Ressell Beattie says of the Atlanta Olympics, "They lied to us horribly." He describes the early hype about the need to get tickets early. I don't know about Sydney but I know that the same kinds of deception were in evidence in Los Angeles in 1984.
I wonder if the seats won't be empty in the form of poor television ratings for the NBC record setting poor performance. Part of the problem, at least, seems to be NBC would rather cover those things that are easy to cover. This focus on what's easy treats us to hours of rowing coverage every day. Expanding coverage to more channels hasn't made the coverage any better. Instead the viewer is given more hours a day of the same thing that would be on a single channel. When it comes to events that are more difficult to cover, like equestrian eventing, viewers are limited to a few seconds of nationalistic coverage. Almost as much time was devoted to riders saying "hi mom" as it was to the total time spent actually showing the dressage portion of eventing.

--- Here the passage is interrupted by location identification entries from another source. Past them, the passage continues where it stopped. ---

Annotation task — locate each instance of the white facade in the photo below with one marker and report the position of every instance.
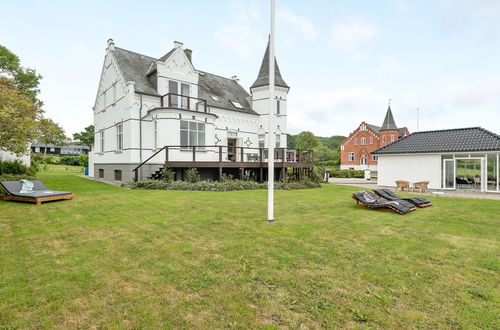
(131, 125)
(412, 168)
(440, 170)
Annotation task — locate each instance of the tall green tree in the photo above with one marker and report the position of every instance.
(306, 140)
(51, 132)
(85, 137)
(18, 118)
(24, 79)
(20, 108)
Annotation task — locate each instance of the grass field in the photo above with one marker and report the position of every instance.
(116, 258)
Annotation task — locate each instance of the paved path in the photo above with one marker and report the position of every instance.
(366, 184)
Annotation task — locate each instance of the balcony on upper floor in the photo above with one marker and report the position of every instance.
(178, 101)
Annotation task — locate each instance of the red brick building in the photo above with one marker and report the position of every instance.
(355, 151)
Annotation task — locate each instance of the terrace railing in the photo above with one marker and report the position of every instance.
(220, 155)
(178, 101)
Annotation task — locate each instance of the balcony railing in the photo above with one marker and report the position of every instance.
(173, 100)
(224, 156)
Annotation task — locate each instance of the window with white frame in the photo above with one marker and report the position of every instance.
(155, 123)
(119, 136)
(101, 139)
(113, 88)
(262, 138)
(192, 134)
(237, 104)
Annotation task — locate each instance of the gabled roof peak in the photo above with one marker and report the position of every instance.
(263, 77)
(389, 122)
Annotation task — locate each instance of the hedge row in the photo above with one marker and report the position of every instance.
(338, 173)
(16, 168)
(229, 185)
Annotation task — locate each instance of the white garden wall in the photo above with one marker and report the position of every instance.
(412, 168)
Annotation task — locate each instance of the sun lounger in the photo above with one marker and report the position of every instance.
(370, 200)
(390, 195)
(39, 194)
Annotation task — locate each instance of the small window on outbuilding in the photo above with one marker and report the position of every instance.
(118, 175)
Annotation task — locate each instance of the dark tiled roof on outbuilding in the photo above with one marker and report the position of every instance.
(472, 139)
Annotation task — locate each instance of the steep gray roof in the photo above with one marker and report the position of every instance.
(389, 122)
(452, 140)
(263, 77)
(135, 68)
(373, 127)
(225, 90)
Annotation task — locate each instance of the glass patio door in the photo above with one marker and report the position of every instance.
(449, 174)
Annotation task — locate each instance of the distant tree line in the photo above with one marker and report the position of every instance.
(22, 119)
(325, 148)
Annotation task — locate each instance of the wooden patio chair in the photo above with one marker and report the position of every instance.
(402, 185)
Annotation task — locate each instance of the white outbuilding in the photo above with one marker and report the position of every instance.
(453, 159)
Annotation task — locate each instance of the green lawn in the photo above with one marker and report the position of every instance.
(117, 258)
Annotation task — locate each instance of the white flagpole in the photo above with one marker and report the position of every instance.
(270, 156)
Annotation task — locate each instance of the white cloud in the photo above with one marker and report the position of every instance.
(297, 25)
(241, 34)
(390, 67)
(351, 35)
(333, 112)
(471, 94)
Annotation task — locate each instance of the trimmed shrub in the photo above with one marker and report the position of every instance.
(168, 175)
(70, 160)
(227, 185)
(338, 173)
(193, 176)
(84, 160)
(17, 168)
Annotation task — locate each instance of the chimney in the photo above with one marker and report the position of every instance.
(178, 44)
(189, 54)
(111, 44)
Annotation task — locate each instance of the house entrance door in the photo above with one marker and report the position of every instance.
(231, 149)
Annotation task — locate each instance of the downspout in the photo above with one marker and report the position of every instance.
(140, 137)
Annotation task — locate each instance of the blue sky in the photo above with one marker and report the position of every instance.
(342, 59)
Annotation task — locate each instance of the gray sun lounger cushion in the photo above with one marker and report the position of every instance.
(390, 195)
(370, 200)
(39, 189)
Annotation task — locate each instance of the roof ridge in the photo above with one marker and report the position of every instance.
(452, 129)
(130, 51)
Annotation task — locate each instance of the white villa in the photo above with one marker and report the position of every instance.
(161, 112)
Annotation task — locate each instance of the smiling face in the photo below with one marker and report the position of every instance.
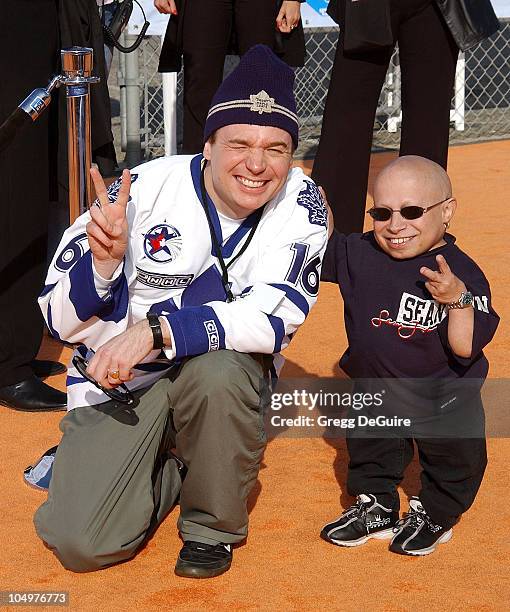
(412, 181)
(247, 165)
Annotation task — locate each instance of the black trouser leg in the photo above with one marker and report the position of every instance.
(376, 465)
(28, 54)
(452, 473)
(207, 28)
(342, 162)
(207, 31)
(428, 57)
(453, 468)
(255, 23)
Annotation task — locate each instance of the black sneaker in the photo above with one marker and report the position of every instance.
(416, 533)
(364, 520)
(197, 560)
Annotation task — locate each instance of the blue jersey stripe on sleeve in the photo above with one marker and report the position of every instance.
(87, 302)
(279, 332)
(196, 331)
(294, 296)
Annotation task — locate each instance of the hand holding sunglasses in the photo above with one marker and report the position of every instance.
(119, 394)
(381, 213)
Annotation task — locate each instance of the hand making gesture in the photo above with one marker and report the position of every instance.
(107, 230)
(445, 288)
(443, 285)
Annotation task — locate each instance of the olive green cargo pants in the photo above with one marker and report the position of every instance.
(114, 479)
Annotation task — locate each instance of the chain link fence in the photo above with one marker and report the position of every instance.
(480, 105)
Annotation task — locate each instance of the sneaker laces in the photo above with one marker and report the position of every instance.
(414, 518)
(359, 508)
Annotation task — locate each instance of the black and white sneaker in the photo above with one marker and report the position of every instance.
(364, 520)
(416, 534)
(198, 560)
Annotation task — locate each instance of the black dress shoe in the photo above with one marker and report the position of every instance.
(43, 368)
(197, 560)
(32, 395)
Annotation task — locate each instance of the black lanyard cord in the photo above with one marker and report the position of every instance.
(216, 244)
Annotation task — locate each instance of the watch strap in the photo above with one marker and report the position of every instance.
(465, 300)
(157, 332)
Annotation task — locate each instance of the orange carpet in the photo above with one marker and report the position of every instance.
(284, 565)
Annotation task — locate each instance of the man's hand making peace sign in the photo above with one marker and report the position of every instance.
(446, 288)
(107, 230)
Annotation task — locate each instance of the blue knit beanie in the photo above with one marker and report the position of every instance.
(259, 91)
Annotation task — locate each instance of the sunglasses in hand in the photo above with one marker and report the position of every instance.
(119, 394)
(381, 213)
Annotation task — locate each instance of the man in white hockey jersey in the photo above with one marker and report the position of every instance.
(180, 291)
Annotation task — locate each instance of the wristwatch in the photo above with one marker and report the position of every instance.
(157, 333)
(465, 300)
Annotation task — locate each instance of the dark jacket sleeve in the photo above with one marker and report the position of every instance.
(289, 47)
(334, 264)
(486, 319)
(469, 21)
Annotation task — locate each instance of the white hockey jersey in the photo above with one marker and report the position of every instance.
(171, 269)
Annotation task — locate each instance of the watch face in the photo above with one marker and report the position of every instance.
(466, 299)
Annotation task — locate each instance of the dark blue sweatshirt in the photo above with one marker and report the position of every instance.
(394, 327)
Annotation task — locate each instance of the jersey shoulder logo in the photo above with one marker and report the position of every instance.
(162, 243)
(310, 197)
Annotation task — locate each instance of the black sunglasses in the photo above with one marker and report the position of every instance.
(381, 213)
(119, 394)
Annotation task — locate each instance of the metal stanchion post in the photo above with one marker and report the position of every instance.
(133, 146)
(77, 65)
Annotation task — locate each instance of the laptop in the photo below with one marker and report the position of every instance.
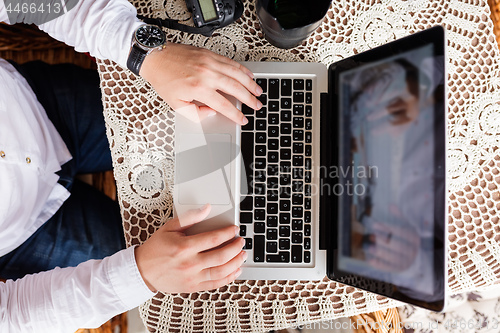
(340, 174)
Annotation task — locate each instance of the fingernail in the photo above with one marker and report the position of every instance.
(259, 90)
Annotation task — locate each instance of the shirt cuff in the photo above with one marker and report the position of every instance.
(126, 279)
(122, 34)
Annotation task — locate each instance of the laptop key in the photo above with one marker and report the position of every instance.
(285, 205)
(282, 257)
(272, 208)
(250, 126)
(272, 247)
(284, 244)
(272, 195)
(286, 87)
(298, 160)
(274, 119)
(273, 144)
(286, 103)
(272, 234)
(273, 131)
(297, 212)
(284, 231)
(298, 97)
(262, 83)
(260, 150)
(246, 110)
(263, 99)
(284, 218)
(307, 217)
(298, 109)
(297, 199)
(259, 188)
(308, 125)
(308, 98)
(285, 154)
(296, 253)
(286, 116)
(285, 179)
(286, 128)
(260, 137)
(286, 141)
(260, 125)
(246, 217)
(260, 214)
(243, 230)
(296, 237)
(273, 157)
(308, 110)
(307, 256)
(298, 135)
(259, 227)
(308, 150)
(273, 106)
(259, 248)
(247, 203)
(297, 225)
(307, 243)
(298, 122)
(248, 244)
(307, 203)
(274, 88)
(308, 85)
(298, 84)
(260, 202)
(262, 113)
(307, 230)
(308, 137)
(298, 147)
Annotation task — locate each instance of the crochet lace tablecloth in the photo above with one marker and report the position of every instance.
(140, 129)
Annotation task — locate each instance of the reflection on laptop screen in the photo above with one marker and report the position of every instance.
(388, 160)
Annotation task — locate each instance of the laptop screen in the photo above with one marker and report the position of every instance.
(391, 173)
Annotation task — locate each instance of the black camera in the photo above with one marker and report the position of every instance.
(214, 13)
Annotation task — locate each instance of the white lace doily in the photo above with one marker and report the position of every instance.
(141, 133)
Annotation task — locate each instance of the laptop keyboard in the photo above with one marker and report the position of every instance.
(276, 145)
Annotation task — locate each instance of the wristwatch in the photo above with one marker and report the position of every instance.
(147, 38)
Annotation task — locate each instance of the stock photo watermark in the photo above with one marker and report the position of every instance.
(37, 11)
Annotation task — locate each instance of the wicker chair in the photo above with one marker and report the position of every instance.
(23, 43)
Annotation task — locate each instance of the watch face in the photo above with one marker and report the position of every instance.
(150, 36)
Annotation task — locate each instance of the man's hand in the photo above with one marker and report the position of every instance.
(183, 74)
(172, 262)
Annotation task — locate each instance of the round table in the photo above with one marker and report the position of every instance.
(141, 132)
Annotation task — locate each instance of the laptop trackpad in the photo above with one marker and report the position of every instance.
(203, 169)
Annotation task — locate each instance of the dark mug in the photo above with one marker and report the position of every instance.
(286, 23)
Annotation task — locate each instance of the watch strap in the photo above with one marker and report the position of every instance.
(136, 58)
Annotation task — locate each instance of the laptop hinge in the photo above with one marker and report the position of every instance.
(325, 157)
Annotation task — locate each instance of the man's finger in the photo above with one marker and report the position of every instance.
(216, 101)
(219, 272)
(208, 240)
(221, 256)
(188, 219)
(214, 284)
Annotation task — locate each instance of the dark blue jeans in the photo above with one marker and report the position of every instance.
(88, 225)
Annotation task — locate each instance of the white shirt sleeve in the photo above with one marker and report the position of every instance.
(64, 300)
(102, 27)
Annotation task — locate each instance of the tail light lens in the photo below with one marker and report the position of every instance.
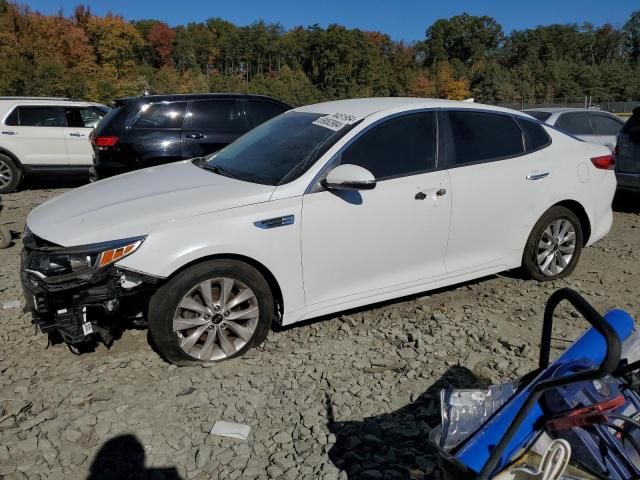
(105, 141)
(603, 162)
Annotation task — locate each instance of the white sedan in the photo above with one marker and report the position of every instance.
(324, 208)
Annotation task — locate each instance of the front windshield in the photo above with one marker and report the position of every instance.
(277, 151)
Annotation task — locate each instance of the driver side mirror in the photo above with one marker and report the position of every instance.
(349, 177)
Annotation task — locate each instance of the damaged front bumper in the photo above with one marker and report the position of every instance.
(77, 308)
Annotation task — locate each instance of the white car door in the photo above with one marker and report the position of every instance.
(497, 188)
(577, 124)
(361, 243)
(80, 123)
(35, 134)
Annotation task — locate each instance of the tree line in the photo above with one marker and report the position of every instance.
(100, 58)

On another note I wonder if we aren't seeing the decline of the Olympics. At one time the world came together every few years for a world meeting. Now days there are far more frequent meetings and a connected world is more a part of these meetings. In the era of instant global communications other meetings have taken on greater meaning. For example few would question that Lance Armstrong is unrivaled in being deemed the champion of road racing, having just destroyed another Tour De France group a record-setting sixth time, is considered no less a cyclist being absent from the Olympics. The races at the Olympics are somehow less meaningful knowing that the greatest cyclist in the sport today is absent.